Model Overview
Salesforce/FARE-8B is an 8 billion parameter multi-task generative evaluator model, developed by Austin Xu, Xuan-Phi Nguyen, Yilun Zhou, Chien-Sheng Wu, Caiming Xiong, and Shafiq Joty. It is fine-tuned from the Qwen-8B base model and designed for automated evaluation in reasoning-centric domains. The model leverages large-scale multi-task, multi-domain data mixtures and rejection-sampling SFT to achieve its specialized evaluation capabilities.
Key Capabilities
- Multi-task Evaluation: Performs a range of evaluation tasks, including pairwise comparisons, step-level error identification, reference-based verification, reference-free verification, and single-rating assessment.
- Reasoning-Centric: Optimized for evaluating responses in domains requiring strong reasoning, as detailed in its accompanying paper.
- Prompt-Template Driven: Designed to be used with specific system and user prompt templates for each evaluation task, ensuring consistent and accurate assessments.
- High Context Length: Supports a context length of 32768 tokens, allowing for evaluation of longer responses or complex interactions.
Good For
- Automated AI Assistant Evaluation: Ideal for developers and researchers looking to automatically assess the quality and correctness of AI model outputs.
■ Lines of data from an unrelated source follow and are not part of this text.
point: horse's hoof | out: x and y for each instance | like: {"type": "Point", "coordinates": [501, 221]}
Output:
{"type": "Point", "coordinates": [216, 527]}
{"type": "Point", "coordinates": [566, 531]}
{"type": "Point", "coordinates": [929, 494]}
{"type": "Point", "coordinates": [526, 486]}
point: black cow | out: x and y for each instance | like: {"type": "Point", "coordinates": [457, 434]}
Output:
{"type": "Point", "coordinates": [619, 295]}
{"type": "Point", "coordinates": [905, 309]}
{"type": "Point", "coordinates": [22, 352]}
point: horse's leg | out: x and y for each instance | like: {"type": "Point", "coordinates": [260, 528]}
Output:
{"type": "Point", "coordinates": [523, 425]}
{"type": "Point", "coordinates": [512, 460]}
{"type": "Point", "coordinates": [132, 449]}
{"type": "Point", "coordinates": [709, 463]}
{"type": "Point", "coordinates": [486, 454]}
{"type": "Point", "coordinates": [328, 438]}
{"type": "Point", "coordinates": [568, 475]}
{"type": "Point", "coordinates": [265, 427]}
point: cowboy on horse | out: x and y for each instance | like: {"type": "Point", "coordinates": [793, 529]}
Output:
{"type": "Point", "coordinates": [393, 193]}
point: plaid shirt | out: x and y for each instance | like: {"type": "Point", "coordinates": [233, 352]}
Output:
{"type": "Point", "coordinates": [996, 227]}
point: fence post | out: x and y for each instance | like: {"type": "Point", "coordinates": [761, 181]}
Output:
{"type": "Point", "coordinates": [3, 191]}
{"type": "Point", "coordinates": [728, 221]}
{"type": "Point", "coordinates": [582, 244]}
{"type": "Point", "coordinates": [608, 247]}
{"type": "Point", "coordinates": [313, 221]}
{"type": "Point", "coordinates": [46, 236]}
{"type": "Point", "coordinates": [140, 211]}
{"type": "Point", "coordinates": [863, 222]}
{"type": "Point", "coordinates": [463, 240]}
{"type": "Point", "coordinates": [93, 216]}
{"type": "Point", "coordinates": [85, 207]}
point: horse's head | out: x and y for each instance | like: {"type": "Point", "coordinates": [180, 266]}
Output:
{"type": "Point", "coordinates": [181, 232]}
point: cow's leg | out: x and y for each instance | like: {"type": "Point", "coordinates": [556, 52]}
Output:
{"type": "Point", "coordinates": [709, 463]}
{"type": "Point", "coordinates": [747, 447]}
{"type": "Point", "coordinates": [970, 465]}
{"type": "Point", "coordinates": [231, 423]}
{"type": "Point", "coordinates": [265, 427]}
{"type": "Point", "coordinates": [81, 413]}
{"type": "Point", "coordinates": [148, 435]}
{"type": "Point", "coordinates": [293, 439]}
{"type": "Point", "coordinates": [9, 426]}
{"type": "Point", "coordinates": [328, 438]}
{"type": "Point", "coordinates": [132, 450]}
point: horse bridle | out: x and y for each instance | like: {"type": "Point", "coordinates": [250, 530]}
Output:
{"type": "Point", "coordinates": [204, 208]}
- Comparative Analysis: Excels at pairwise comparisons to determine which of two AI responses is superior.
- Error Identification: Capable of pinpointing specific errors at the step-level within a multi-step solution, particularly useful for mathematical or logical reasoning tasks.
- Research in Generative Evaluators: Serves as a foundational model for further research into scaling multi-task generative evaluator training.